Praxis

April 26, 2007

Why a blog, though?

Filed under: Self indulgence — duncan @ 5:37 pm

Why a blog, though?  Why now?

Well, for an important practical reason:  I have been cluttering up my friends’ in boxes with repetitive rambling monologues on subjects that they – the friends – often haven’t even the slightest interest in.  This needs to stop, while I have friends left.  The internet is, of course, one huge collaborative rambling monologue; so it seems the ideal forum.

And don’t I have things to say!  I feel like Bellow’s Herzog, my mind possessed by countless pressing thoughts on the most disparate subjects.  “Some people thought he was cracked and for a time he himself had doubted that he was all there.  But now, though he still behaved oddly, he felt confident, cheerful, clairvoyant, and strong.  He had fallen under a spell and was writing letters to everyone under the sun…  Hidden in the country, he wrote endlessly, fanatically, to the newspapers, to people in public life, to friends and relatives and at last to the dead, his own obscure dead, and finally the famous dead.”

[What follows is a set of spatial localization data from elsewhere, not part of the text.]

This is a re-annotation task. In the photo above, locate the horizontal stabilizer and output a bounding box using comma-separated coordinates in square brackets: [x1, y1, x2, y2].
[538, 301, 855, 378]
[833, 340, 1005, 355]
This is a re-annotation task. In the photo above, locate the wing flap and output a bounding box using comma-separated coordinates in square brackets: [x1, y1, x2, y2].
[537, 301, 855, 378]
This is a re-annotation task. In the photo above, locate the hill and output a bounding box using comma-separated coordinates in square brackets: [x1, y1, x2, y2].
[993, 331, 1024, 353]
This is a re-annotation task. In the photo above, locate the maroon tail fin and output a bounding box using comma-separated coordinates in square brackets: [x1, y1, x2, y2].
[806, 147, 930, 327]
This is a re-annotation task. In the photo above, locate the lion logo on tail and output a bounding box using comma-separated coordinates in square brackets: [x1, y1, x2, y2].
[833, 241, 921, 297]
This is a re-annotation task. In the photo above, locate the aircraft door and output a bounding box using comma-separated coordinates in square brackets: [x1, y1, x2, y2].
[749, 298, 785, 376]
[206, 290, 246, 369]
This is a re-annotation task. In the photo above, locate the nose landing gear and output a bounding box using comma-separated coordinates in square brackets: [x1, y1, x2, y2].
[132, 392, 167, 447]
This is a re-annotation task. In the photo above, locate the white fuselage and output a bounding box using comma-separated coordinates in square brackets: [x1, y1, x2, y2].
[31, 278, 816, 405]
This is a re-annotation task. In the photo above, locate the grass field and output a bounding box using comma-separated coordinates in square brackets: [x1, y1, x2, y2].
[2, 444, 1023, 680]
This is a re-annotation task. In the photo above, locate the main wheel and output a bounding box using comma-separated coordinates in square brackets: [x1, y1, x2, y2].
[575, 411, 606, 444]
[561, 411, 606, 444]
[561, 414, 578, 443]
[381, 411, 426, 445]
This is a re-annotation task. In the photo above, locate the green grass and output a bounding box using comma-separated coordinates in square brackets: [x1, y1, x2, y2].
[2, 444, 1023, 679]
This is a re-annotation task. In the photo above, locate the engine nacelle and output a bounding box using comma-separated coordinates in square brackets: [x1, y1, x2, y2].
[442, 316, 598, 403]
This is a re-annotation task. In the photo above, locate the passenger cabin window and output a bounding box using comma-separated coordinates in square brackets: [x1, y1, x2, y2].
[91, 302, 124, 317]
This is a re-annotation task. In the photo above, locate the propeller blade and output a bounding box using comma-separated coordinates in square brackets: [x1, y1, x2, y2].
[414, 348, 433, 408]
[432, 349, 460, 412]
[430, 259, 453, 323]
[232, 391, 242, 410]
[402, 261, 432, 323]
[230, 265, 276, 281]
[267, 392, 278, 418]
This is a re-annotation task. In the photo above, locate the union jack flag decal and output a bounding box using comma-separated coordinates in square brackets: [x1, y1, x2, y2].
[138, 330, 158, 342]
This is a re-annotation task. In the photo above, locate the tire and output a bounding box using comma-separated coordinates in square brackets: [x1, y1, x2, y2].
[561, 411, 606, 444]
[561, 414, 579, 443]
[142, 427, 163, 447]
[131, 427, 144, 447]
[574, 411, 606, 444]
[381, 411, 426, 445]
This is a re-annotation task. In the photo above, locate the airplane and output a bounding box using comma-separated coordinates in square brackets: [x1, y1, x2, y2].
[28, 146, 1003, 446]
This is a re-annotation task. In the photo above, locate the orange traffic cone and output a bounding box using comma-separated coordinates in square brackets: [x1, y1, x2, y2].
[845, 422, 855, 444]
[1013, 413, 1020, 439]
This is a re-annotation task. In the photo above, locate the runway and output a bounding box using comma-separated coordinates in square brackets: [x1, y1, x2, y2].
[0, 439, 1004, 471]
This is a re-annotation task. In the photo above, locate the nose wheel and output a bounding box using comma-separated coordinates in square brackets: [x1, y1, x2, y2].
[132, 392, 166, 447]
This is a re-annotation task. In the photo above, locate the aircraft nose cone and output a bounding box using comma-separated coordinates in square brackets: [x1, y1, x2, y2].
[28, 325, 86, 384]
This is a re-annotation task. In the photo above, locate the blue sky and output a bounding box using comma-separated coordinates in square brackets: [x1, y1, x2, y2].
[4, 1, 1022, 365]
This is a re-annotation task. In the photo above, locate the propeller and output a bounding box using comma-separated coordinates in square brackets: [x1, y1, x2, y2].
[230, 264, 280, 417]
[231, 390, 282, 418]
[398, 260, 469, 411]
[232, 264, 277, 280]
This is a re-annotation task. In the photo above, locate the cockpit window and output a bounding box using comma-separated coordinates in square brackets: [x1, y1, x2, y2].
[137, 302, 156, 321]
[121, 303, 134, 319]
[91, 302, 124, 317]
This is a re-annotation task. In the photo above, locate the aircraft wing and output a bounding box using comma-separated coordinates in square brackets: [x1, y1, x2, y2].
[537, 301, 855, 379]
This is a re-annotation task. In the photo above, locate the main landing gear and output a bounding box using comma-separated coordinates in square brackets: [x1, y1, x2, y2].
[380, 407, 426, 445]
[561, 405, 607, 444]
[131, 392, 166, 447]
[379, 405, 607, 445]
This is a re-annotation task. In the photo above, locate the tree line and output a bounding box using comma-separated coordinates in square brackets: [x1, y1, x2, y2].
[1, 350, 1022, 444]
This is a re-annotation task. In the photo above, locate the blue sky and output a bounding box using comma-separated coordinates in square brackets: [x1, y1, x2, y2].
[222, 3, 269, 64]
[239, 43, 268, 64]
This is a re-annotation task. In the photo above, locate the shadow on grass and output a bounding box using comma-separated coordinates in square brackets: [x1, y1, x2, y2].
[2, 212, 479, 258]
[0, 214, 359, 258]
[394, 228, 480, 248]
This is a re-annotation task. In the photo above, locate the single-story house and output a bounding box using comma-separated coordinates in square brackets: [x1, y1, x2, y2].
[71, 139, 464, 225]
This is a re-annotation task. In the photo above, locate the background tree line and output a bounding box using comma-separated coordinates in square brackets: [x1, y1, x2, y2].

Herzog wrote letters.  But that’s only because he didn’t have a blog.  If Bellow were writing today, there wouldn’t be even a whiff of madness about Herzog’s endeavour.  He would be the darling of MySpace.  (The thinking man’s geriatric1927.)

April 25, 2007

Praxis?

Filed under: Self indulgence — duncan @ 5:20 pm

Praxis?
Doesn’t that mean action not words?
Isn’t a blog pretty much the opposite of praxis?

But you’re forgetting.

1) The internet is the new grassroots.  This is where you’ll hear the righteous roar of the new middle class proletariat.  Disenfranchisement is a franchise and the revolution will be digitised.

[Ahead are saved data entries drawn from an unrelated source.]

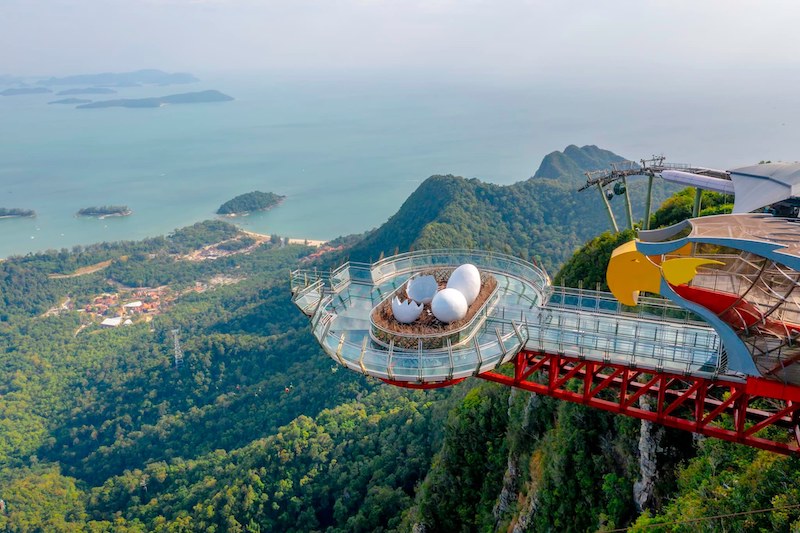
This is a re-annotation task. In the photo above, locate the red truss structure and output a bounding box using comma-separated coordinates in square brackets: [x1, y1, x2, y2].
[480, 350, 800, 456]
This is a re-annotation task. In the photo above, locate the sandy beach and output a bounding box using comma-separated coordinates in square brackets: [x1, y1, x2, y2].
[286, 237, 326, 247]
[240, 229, 326, 247]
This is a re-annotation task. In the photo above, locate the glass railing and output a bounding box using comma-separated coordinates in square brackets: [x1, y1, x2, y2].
[330, 262, 351, 291]
[546, 285, 706, 325]
[290, 268, 324, 294]
[369, 249, 549, 291]
[309, 312, 527, 383]
[293, 249, 730, 383]
[370, 279, 501, 350]
[523, 307, 722, 376]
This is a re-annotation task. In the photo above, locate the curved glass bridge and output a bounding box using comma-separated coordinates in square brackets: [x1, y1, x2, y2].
[290, 249, 723, 387]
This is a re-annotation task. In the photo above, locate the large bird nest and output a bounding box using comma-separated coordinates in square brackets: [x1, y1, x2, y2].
[371, 268, 497, 341]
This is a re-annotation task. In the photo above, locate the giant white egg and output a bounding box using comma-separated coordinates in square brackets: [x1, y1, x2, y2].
[392, 297, 423, 323]
[407, 275, 438, 304]
[431, 288, 468, 323]
[446, 264, 481, 305]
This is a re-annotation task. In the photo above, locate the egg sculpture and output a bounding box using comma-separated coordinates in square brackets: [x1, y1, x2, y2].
[431, 288, 468, 323]
[406, 275, 438, 304]
[446, 264, 481, 305]
[392, 297, 423, 324]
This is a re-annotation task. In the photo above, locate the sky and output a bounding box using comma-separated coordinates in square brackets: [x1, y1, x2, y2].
[2, 0, 799, 79]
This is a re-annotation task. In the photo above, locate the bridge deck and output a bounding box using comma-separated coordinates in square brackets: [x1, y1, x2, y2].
[291, 250, 727, 385]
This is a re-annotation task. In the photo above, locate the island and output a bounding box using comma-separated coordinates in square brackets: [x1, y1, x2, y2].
[76, 205, 132, 218]
[1, 87, 52, 96]
[56, 87, 117, 96]
[0, 207, 36, 218]
[40, 69, 198, 87]
[76, 90, 233, 109]
[217, 191, 285, 216]
[49, 98, 92, 105]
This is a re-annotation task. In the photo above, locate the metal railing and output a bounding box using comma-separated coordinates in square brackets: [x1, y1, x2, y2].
[545, 285, 707, 325]
[291, 249, 727, 382]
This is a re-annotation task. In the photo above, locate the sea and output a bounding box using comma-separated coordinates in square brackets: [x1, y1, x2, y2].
[1, 69, 799, 259]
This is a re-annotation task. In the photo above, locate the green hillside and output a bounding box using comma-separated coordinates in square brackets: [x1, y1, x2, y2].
[2, 146, 793, 532]
[533, 144, 628, 181]
[349, 145, 676, 273]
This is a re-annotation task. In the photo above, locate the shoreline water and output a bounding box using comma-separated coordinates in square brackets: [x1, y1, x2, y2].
[3, 72, 800, 260]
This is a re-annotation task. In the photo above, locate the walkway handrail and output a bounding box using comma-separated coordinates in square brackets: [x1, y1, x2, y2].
[368, 249, 550, 289]
[546, 285, 707, 325]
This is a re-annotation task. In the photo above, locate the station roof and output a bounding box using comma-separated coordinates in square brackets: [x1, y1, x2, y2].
[638, 213, 800, 270]
[730, 162, 800, 213]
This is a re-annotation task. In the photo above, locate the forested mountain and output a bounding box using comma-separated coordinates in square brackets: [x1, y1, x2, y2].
[533, 144, 627, 181]
[349, 145, 676, 273]
[2, 146, 793, 532]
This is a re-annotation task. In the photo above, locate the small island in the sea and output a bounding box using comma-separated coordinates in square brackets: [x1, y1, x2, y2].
[40, 69, 198, 87]
[56, 87, 117, 96]
[0, 207, 36, 218]
[77, 205, 132, 218]
[49, 98, 92, 105]
[1, 87, 52, 96]
[76, 90, 233, 109]
[217, 191, 285, 216]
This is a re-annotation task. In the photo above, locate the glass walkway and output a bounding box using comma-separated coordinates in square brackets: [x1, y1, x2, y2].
[291, 250, 726, 385]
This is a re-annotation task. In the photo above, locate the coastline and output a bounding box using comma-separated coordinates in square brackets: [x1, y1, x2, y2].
[239, 229, 326, 247]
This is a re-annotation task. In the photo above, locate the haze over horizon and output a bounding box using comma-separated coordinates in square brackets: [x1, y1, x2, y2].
[2, 0, 799, 82]
[0, 0, 800, 187]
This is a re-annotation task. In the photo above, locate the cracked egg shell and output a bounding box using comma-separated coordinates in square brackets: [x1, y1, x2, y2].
[391, 297, 423, 323]
[407, 275, 438, 304]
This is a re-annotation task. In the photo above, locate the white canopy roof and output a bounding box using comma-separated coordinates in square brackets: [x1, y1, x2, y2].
[660, 170, 735, 195]
[729, 163, 800, 213]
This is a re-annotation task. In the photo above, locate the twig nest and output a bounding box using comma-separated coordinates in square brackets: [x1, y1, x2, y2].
[446, 264, 481, 305]
[391, 297, 423, 323]
[431, 288, 468, 323]
[407, 275, 438, 304]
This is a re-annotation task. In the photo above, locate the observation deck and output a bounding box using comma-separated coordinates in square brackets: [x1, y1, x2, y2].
[291, 249, 723, 387]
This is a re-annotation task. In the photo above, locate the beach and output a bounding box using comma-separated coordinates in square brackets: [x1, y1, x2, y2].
[239, 229, 325, 247]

2) Anyway, Praxis doesn’t mean action.  The word has only ever been used by thirty-something media studies postgraduate students.  Anyone who uses the word praxis has so little idea of what real political action might be that the word doesn’t even connote political action.

3) But here it does.  Well, no.  More like: complaining.  Engaged complaining.  Complaining that will change the world.

Ideas spread invisibly.  They can bypass even thought, seeping into the collective unconcious.  As John Maynard Keynes said: “Practical men, who believe themselves to be quite exempt from any intellectual influences, are usually the slaves of some obscure blogger.”  Or words to that effect.